Und wie wird die Bevölkerung an der Entwicklung dieses Konzeptes beteiligt? Nach Auskunft der Kreisverwaltung soll die Erstellung und Umsetzung des Zukunftsentwicklungskonzepts mit Unterstützung externer Berater erfolgen. Das entsprechende Vergabeverfahren für diese Dienstleistungen sei bereits angelaufen. Voraussichtlich im November würden die Fachausschüsse beteiligt, die Entscheidung über die Vergabe der Beraterdienstleistungen solle im Dezember erfolgen.

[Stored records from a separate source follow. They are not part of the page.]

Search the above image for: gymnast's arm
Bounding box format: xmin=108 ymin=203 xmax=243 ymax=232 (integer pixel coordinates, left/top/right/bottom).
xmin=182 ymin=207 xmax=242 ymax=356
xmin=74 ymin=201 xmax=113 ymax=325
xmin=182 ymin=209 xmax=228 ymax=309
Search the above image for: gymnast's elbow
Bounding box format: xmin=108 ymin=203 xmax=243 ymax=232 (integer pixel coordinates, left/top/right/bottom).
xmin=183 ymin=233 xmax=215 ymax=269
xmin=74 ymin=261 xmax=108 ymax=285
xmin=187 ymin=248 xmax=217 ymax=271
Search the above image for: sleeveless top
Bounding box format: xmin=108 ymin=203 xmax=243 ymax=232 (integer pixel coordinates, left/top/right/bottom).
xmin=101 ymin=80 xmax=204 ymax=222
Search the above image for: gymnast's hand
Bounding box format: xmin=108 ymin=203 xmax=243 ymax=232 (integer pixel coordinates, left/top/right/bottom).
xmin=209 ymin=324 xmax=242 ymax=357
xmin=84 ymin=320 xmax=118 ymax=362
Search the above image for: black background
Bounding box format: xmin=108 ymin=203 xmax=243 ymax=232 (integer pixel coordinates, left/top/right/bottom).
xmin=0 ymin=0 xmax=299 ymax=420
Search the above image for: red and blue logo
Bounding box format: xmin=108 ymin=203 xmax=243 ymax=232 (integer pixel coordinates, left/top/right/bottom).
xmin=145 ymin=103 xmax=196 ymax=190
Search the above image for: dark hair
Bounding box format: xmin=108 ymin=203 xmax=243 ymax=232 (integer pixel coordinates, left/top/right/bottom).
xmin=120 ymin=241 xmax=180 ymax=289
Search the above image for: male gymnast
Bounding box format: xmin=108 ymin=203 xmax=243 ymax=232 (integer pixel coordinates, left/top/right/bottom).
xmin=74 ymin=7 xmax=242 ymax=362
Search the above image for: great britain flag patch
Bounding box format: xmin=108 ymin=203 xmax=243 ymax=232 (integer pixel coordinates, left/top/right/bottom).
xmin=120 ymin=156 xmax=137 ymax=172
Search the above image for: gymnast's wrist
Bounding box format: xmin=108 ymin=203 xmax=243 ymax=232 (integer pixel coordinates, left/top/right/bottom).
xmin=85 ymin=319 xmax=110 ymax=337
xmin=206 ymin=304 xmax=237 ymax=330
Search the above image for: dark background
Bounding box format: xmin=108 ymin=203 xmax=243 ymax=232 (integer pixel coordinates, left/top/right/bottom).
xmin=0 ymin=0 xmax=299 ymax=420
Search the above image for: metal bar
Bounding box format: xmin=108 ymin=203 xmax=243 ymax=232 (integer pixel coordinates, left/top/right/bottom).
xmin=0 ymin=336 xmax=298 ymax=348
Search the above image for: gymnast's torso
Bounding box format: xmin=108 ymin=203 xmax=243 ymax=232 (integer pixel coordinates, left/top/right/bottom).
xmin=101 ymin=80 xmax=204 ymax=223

Einen konkreten Zeitplan für die Beteiligung von Bürgerinnen und Bürger, Akteuren der Wirtschaft und der Politik nannte die Kreisverwaltung bislang nicht. Unter der Überschrift „Unser Landkreis Lüchow-Dannenberg 2035“ sei unter anderem eine Bürgerbefragung geplant. Sie soll Ausschluss darüber geben, welche Zukunftsthemen die Menschen in Lüchow-Dannenberg bewegen, wie hoch die Zufriedenheit ist und ob beispielsweise mehr Möglichkeiten zur Mitgestaltung gewünscht sind.

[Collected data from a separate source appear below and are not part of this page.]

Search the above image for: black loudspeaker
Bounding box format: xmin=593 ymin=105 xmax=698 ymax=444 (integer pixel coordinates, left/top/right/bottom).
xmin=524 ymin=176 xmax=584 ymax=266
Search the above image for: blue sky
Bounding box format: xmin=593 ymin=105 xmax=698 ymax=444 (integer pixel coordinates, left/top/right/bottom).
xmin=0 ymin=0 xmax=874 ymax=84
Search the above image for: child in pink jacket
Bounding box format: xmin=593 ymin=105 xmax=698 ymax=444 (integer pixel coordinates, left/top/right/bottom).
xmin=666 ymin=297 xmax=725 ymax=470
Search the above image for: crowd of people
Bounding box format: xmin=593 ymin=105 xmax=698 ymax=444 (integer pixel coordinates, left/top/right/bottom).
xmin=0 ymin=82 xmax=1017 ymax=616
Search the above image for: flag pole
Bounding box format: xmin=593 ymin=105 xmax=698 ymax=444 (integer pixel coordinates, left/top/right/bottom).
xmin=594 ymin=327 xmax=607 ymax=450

Und noch ein drittes Zukunftsentwicklungskonzept ist in Arbeit: Unter dem Titel
„Zukunftsregion Elbtalaue-Heide-Wendland“ verpflichten sich
die beiden Landkreise Lüchow-Dannenberg
und Lüneburg zur weiteren gemeinsamen Zusammenarbeit mit dem
Biosphärenreservat.
Bleibt nur zu hoffen, dass die Dienstleister, die für Lüchow-Dannenberg die Zukunftsprojekte entwickeln, all die "Zukunftswerkstätten" der vergangenen Jahr(zehnt)e sowie Projekte wie "Rural Living 2.0 ", "WIR - Wandel durch Innovation" oder aktuell "Elbe Valley " analysieren und in ihrem Konzept berücksichtigen bzw. bewerten.